Redwood Materials and the Industrial Application

While Peak Energy handles the cutting-edge chemistry, GM’s partnership with Redwood Materials addresses the immediate operational needs of its manufacturing facilities. The 7.2 megawatt-hour system being installed at a GM plant in Michigan is projected to save the company approximately $3 million over the lifetime of the installation.

Cal Lankton, chief commercial officer at Redwood Materials, notes that this represents "step one" in a larger industrial strategy. Unlike data centers, which require constant, high-frequency energy balancing to handle GPU fluctuations, industrial sites like GM’s factories are using these systems primarily for "peak shaving." By storing energy during off-peak hours and deploying it during periods of high demand, factories can significantly reduce their monthly utility bills while simultaneously creating a backup power buffer to protect against grid outages.

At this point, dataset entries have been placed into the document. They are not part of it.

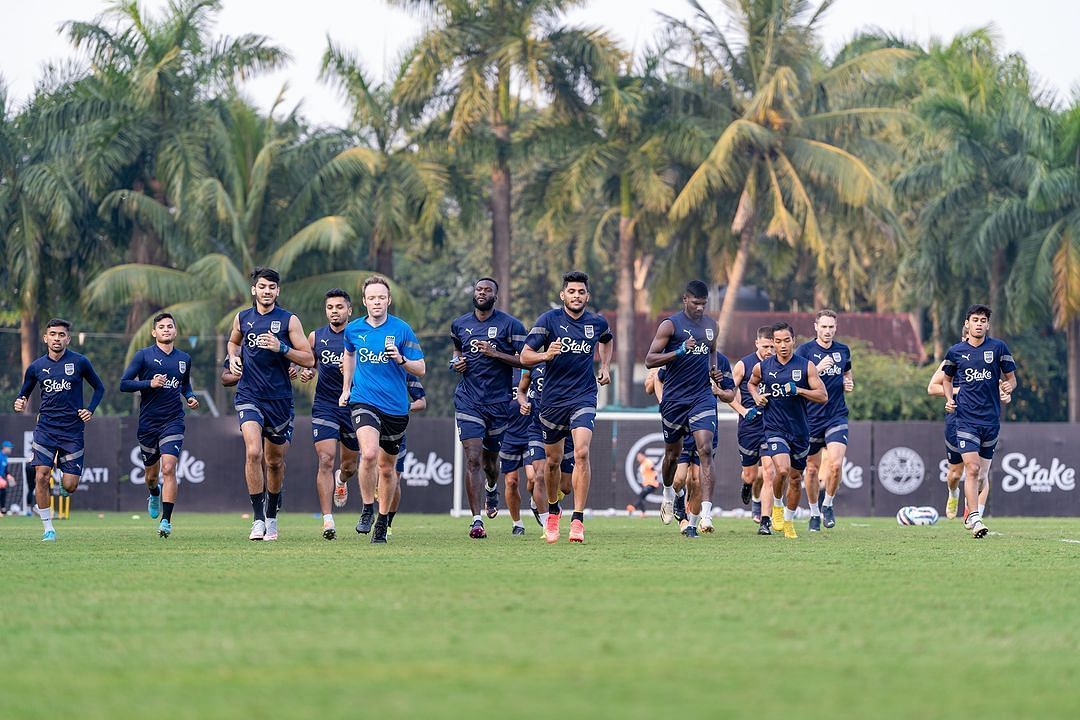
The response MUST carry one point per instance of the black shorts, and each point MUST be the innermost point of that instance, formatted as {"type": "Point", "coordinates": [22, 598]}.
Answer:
{"type": "Point", "coordinates": [391, 426]}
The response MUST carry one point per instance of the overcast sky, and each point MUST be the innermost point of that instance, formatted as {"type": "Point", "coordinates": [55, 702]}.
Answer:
{"type": "Point", "coordinates": [1043, 30]}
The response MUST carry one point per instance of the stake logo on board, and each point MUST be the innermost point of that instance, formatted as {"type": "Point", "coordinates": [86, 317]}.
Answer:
{"type": "Point", "coordinates": [901, 471]}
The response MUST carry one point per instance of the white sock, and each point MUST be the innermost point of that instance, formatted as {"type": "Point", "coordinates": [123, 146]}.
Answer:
{"type": "Point", "coordinates": [46, 516]}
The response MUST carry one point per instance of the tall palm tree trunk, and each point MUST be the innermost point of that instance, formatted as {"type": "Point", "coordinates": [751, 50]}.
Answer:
{"type": "Point", "coordinates": [624, 298]}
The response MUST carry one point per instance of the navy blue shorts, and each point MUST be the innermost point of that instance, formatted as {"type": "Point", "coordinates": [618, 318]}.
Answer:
{"type": "Point", "coordinates": [795, 448]}
{"type": "Point", "coordinates": [156, 442]}
{"type": "Point", "coordinates": [556, 423]}
{"type": "Point", "coordinates": [334, 423]}
{"type": "Point", "coordinates": [679, 420]}
{"type": "Point", "coordinates": [751, 436]}
{"type": "Point", "coordinates": [976, 438]}
{"type": "Point", "coordinates": [487, 422]}
{"type": "Point", "coordinates": [834, 431]}
{"type": "Point", "coordinates": [275, 417]}
{"type": "Point", "coordinates": [52, 450]}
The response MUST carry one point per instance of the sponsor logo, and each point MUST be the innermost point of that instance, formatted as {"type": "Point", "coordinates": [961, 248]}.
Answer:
{"type": "Point", "coordinates": [188, 467]}
{"type": "Point", "coordinates": [901, 471]}
{"type": "Point", "coordinates": [652, 446]}
{"type": "Point", "coordinates": [419, 474]}
{"type": "Point", "coordinates": [1022, 471]}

Implications for the Future of Energy

The implications of these developments are twofold. First, the move signals a maturation of the secondary battery market. By repurposing EV batteries and developing specific grid-storage chemistries, automakers are solving the "circular economy" problem that has long plagued the EV transition.

Second, the involvement of automakers provides the scale necessary to support the AI boom. As the energy intensity of generative AI models continues to rise, the traditional utility-scale approach is being supplemented by private, modular energy storage systems located directly at the point of consumption—whether that is a data center or a manufacturing plant.

Kurt Kelty, VP of battery and sustainability at GM, summarizes the transition: "The factory is really excited because now we’ve got a more reliable factory. Ultimately, we’ll be having similar installations like this at all of our factories. It just makes good economic sense."

Conclusion

The convergence of the automotive and energy sectors marks a fundamental shift in the global energy landscape. By leveraging the same R&D, manufacturing scale, and recycling infrastructure used for electric vehicles, companies like GM, Ford, and Redwood are providing the necessary electricity buffer for the most power-hungry technologies of the 21st century.

As GM prepares to initiate trial production of its sodium-ion cells in 2028, the industry will be watching closely. If successful, the move could set a new standard for grid-scale energy storage, proving that the solution to the AI power crisis may not lie in building more power plants, but in smarter, cheaper, and more efficient storage—much of which will be manufactured by the companies we once associated only with the internal combustion engine.